Es ist kein Zufall, daß diejenigen, die am lautesten mit "German Angst" höhnen, unter den Befürwortern des Libyen-Kriegs besonders zahlreich vertreten sind. Sich über begründete Ängste nach der kaltschnäuzigen Parole "Wo gehobelt wird, fliegen Späne" hinwegzusetzen ist Markenzeichen neokonservativer Herrenmenschen, wobei "Herr" wörtlich zu verstehen ist. Wer Angst empfindet und dies auch mitteilt, muß ein "Weichei" oder "Warmduscher" sein, tönt es aus dem homophoben Subtext von Schreibtischtätern, die ihre rhetorischen Ausfälle im Schutz einer Atom- und Kriegslobby absondern, über deren Eigennutz sie keineswegs Auskunft erteilen. Wo echte Männer in harter Währung für Wirtschaftswachstum sorgen, da sind notorische Bedenkenträger und Maschinenstürmer nicht nur fehl am Platz. Sie stellen sich dem menschlichen Fortschritt in den Weg, natürlich ohne darüber nachzudenken, wem sie die warme Wohnung und den gefüllten Kühlschrank zu verdanken haben, schwadronieren diese Propagandisten, um voller Genugtuung auf die angeblich große Gelassenheit in den USA und Britannien im Umgang mit Atomkraft zu verweisen.

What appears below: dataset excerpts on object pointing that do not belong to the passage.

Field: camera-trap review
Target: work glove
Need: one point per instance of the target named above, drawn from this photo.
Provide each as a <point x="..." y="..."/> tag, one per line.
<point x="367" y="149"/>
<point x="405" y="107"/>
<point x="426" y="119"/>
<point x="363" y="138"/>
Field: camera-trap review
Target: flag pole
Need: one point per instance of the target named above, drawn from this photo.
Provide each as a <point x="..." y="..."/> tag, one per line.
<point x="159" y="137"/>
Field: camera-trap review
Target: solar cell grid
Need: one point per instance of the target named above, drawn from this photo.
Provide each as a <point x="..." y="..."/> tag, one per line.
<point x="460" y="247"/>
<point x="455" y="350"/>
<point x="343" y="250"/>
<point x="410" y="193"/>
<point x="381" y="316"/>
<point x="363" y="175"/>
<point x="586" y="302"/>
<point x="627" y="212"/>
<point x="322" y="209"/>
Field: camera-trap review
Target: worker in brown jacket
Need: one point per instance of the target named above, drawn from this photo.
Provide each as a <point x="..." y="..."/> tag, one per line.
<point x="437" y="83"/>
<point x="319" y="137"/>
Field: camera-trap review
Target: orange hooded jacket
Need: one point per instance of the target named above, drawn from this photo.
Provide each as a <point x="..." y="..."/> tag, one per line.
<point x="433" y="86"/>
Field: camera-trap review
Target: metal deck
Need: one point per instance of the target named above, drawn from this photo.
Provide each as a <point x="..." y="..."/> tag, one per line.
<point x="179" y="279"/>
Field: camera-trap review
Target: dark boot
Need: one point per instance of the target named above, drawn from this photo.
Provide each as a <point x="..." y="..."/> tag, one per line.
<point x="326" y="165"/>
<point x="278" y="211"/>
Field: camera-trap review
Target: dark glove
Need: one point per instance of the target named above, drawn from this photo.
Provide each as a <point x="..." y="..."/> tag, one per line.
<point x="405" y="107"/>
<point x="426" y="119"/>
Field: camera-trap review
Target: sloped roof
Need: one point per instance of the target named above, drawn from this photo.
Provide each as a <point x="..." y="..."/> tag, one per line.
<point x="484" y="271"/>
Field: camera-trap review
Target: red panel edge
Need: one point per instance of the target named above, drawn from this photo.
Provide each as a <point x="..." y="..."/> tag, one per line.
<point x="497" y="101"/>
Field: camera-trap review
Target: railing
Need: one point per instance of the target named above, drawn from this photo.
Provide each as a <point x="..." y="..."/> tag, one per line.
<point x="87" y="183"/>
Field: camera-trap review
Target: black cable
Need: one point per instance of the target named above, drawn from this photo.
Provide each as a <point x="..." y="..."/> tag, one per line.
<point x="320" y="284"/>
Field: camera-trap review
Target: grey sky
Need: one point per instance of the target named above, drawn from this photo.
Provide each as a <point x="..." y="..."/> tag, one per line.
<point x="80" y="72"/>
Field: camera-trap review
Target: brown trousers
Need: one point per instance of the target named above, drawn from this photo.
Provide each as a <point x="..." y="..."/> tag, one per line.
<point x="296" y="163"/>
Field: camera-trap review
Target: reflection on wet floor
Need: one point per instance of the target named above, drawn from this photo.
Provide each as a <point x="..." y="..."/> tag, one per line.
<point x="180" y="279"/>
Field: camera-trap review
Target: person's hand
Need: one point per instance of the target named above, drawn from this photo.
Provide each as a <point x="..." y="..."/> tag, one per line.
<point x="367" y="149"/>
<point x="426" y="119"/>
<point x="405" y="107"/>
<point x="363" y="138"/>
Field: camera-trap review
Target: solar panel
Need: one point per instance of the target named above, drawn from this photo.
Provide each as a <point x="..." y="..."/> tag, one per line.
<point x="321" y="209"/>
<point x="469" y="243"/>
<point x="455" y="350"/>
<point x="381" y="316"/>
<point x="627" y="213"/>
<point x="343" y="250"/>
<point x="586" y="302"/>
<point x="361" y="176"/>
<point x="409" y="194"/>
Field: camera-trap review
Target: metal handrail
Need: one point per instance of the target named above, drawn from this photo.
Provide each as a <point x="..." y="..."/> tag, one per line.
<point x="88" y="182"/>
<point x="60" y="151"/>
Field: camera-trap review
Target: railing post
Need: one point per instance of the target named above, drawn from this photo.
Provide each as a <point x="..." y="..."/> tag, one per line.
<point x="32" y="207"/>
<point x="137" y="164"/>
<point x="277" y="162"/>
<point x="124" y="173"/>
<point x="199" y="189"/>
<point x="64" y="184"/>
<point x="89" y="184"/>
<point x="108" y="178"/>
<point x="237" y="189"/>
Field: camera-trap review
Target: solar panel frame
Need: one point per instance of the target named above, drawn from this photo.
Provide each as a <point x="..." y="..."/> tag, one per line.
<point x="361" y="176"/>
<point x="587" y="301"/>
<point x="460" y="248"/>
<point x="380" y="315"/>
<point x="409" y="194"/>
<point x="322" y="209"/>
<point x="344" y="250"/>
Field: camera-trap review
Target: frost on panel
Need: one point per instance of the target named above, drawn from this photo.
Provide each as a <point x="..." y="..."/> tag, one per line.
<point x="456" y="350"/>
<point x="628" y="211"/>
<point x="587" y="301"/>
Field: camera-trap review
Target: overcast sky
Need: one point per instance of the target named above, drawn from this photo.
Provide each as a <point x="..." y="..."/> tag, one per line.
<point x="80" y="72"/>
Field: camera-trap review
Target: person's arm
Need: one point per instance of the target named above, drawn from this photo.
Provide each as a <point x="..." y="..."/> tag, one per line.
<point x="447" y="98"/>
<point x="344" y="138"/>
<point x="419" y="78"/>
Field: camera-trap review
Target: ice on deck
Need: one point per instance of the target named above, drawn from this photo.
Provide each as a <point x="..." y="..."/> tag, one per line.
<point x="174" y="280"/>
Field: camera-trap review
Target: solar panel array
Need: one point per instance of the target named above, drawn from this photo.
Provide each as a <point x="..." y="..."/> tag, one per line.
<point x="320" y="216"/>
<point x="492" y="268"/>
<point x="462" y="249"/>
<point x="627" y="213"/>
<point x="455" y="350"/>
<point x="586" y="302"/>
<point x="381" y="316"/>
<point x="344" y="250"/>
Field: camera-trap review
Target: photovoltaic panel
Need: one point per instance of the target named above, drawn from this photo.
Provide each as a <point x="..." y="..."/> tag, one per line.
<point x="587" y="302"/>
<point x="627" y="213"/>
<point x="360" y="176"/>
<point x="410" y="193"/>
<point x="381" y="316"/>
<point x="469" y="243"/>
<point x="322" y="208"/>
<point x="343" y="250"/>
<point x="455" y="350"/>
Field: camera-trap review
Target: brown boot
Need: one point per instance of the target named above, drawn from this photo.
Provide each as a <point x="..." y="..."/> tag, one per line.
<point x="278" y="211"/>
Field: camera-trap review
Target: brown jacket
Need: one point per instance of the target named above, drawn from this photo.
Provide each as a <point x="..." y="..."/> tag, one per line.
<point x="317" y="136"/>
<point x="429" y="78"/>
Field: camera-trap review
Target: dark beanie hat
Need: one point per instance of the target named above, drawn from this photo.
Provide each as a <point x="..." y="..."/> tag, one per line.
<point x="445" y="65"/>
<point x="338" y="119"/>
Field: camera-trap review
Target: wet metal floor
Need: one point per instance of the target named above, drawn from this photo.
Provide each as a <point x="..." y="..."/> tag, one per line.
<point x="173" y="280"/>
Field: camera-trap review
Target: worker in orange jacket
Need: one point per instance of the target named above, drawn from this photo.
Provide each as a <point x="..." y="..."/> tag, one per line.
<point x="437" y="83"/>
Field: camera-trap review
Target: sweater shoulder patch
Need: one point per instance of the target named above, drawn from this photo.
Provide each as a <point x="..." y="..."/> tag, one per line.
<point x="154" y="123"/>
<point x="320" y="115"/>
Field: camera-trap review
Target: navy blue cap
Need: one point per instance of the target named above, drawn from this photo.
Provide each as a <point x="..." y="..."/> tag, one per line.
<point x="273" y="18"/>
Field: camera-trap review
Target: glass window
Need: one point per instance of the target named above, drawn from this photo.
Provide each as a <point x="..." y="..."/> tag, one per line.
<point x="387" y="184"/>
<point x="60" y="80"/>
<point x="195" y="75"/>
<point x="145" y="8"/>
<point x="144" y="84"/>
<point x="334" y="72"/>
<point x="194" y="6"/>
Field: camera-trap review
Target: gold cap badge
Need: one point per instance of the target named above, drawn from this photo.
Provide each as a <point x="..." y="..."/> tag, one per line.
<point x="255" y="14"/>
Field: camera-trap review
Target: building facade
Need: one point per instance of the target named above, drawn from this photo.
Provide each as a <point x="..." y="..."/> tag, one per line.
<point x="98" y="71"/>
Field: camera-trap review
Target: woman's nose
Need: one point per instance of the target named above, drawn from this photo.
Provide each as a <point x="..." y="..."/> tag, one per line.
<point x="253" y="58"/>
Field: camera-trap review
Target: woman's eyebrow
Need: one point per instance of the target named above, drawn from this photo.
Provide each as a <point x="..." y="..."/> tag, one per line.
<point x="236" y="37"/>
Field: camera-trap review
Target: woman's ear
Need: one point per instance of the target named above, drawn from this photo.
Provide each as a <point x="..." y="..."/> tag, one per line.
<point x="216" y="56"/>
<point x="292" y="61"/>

Ihr zugleich beschwichtigender und aggressiver Tonfall läßt jedoch keinen Zweifel daran, daß die Maxime kapitalistischer Innovationsdynamik im Kern erschüttert ist. In Japan laboriert ein Energiekonzern am atomaren Ernstfall, ohne jemals für die unabsehbare Zahl verstrahlter Opfer geradestehen zu können oder auch nur zu wollen. Millionen Hungernde leiden still vor sich hin, während Nahrungsmittel in großem Stil vernichtet werden und ihr Preis zum Objekt finanzkapitalistischer Wertschöpfung wird. Die NATO-Staaten brechen einen Krieg nach dem andern vom Zaun, um die von ihnen favorisierte Mangelordnung zu sichern. Wer Widerstand gegen die kalte Funktionslogik des sich verwertenden Kapitals leistet, wird ideologischer Verblendung oder gar antisemitischer Umtriebe verdächtigt. Während die repressive und eliminatorische Praxis dieser Verwertungsdoktrin bar jeder moralische Verantwortung ist, wird die antikommunistische und sozialrassistische Predigt im Brustton heiliger Empörung gehalten. Zur Kirche chauvinistischer Erbauung wurden Massenmedien auserkoren, deren Leser für so dumm verkauft werden, daß das Nebeneinander von sozialer Verachtung und menschlichen Werten, von sexistischer Herabwürdigung und bürgerlichem Liebesglück, von eigenem Wohlergehen und massenhaftem Elend nicht einmal den Hauch eines Zweifels aufkommen läßt.

Den Faden der in den 1970er Jahren wurzelnden Anti-AKW-Bewegung anläßlich der aktuellen Katastrophe aufzugreifen ist nach der Devise "Der Feind steht im eigenen Land" so rational, wie das Stigma der "German Angst" mit einer irrationalen Nationalpathologie arbeitet, die den grenzüberschreitenden Charakter des Kampfes gegen den Atomstaat absichtsvoll denunziert. Allen Kernkraftgegnern ist zu verdanken, daß die Bundesrepublik in weit geringerem Maße von Atomstrom abhängig ist als etwa Frankreich, wo ein entsprechender Widerstand zu entwickeln sein wird. Dies gelingt um so besser, als der gesellschaftskritische Charakter dieses Kampfes in den Mittelpunkt gestellt wird. Indem zumindest einige AktivistInnen dieser Bewegung niemals vergessen haben, daß zivile und militärische Nutzung der Atomenergie zwei Seiten einer Vernichtungsgewalt sind, indem sie unbescheiden genug sind, das Problem der Energieerzeugung zur Frage sozialer Lebenswirklichkeit weiterzuentwickeln, stellen sie eine kritische Masse von systemverändernder Kraft dar. Die davon ausgehende Bedrohung ist gemeint, wenn ein Herold des "muskulären Liberalismus" wie der britische Premierminister David Cameron versucht, den Widerstand gegen kapitalistische Ausbeutung und imperialistische Kriege unter massivem Einsatz staatlicher Gewaltmittel zu brechen. Mit dem Stigma "German Angst" eine Gesinnung zu dämonisieren, der noch nicht alles so gleichgültig ist, daß es sich widerstandslos verwerten läßt, läßt Risse im Gefüge systemopportuner Legitimation erkennen, die mit dem Versuch, sie zu verbergen, immer offener zutage treten.